The plot revolves about a weekend outing of five guys who grew up together somewhere in Canada. It is the 30th birthday of one of the guys. They go to a cabin in the woods, a place where they use to hang together as kids. The cabin is now owned by a very successful lawyer, who happens to have a brother who is invited by one of the other guys. This guy is a looser and hated by his brother.
There is a songwriter (whose birthday is being celebrated), a gym instructor (who is acting straight but deep inside he is not), and a failing photographer (who is open gay and lets them all know at the reunion. At least he is honest about himself.) The photographer and the gym instructor go at it one night in bed. The gym instructor resents the fact that it happened, he claims he was drunk, the other guy doesn't think so.

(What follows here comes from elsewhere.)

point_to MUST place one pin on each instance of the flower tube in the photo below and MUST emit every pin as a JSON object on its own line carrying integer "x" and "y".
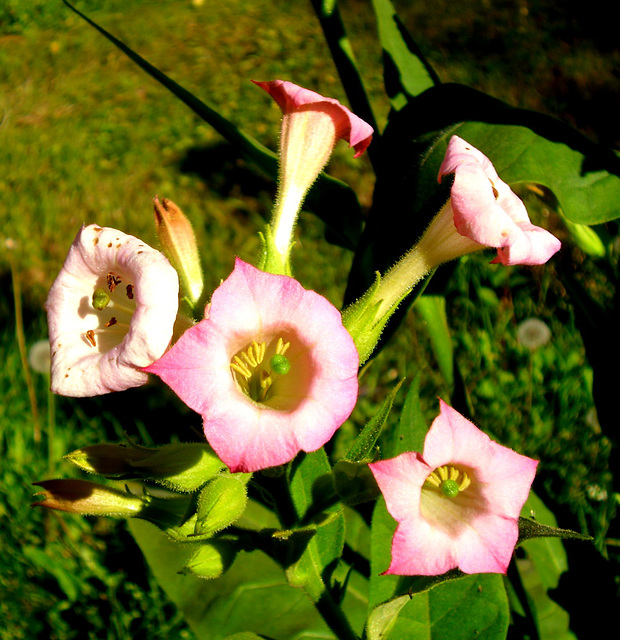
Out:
{"x": 110, "y": 311}
{"x": 482, "y": 212}
{"x": 271, "y": 369}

The story is basically about how screwed up these men lives are, whether they are successful or not. The two brothers lives are closely examined and there seems to be a lot of flashback scenes on one of them dealing with a deer hunting trip with their father, whether he was forced to kill a dove to prove to be a man.
There is a lot drinking, inner soul searching, a lot of bickering and fighting among each other. A near drowning by the gambling brother (trying to commit suicide) brings them all back together at the end of the movie.

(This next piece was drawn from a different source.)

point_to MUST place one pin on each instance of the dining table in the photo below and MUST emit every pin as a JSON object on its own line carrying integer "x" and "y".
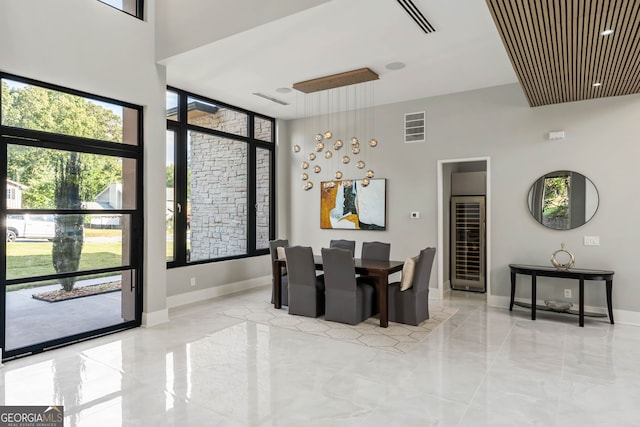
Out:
{"x": 380, "y": 270}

The movie was not a total disappointment but it is not what I expected. This is a mixed movie. May be some gay men can associate with this kind of material."
Male High Drama In The Snow
Michael L. Wiersma | Springfield, MA United States | 01/01/2007
(4 out of 5 stars)
"Four friends plan a trip to a cabin in the woods to bask in the glory of their friendship and do some recreational drinking, hunting, and, turns out, have a little sex. With the help from two unlikely surprise visitors: one black sheep (and very troubled) older brother and one ex.
This film keeps you guessing all the way through and you'll do a little gasping, too, I think, as the story, and the back story, reveal themselves with a finesse that I seldom see. One note, that this is hardly a "gay movie" as much as it has one gay character and, probably, one closet case.
First, the good: Good acting, marvelous sequences of interaction, both verbal and otherwise, great sets, both indoors and out, lots of affecting snow and ice and cold (reminds me of the madness of The Shining) and enough baggage, secrets, and lies to fill a great novel.
Then, the bad: Sound issues: what are they saying, exactly? ("Muddy," is what I would term the sound.) Sense of resolution: pretty much, there is none. I understand some viewers feeling cheated out of an ending, because the movie pretty much stops with very little resolved or concluded. You get the sense these men will be stuck forever in their errant paths. And that may be, actually, a logical conclusion for these characters that don't have "enough guts" to make a change.
But hope springs eternal, and I can project enough hope on these hopeless characters to carry the movie through for myself. It's a wonderfully riveting hour and forty-five minutes that you won't soon forget. You'll just have to fill in the blanks at the end for yourself. It's not a bad thing."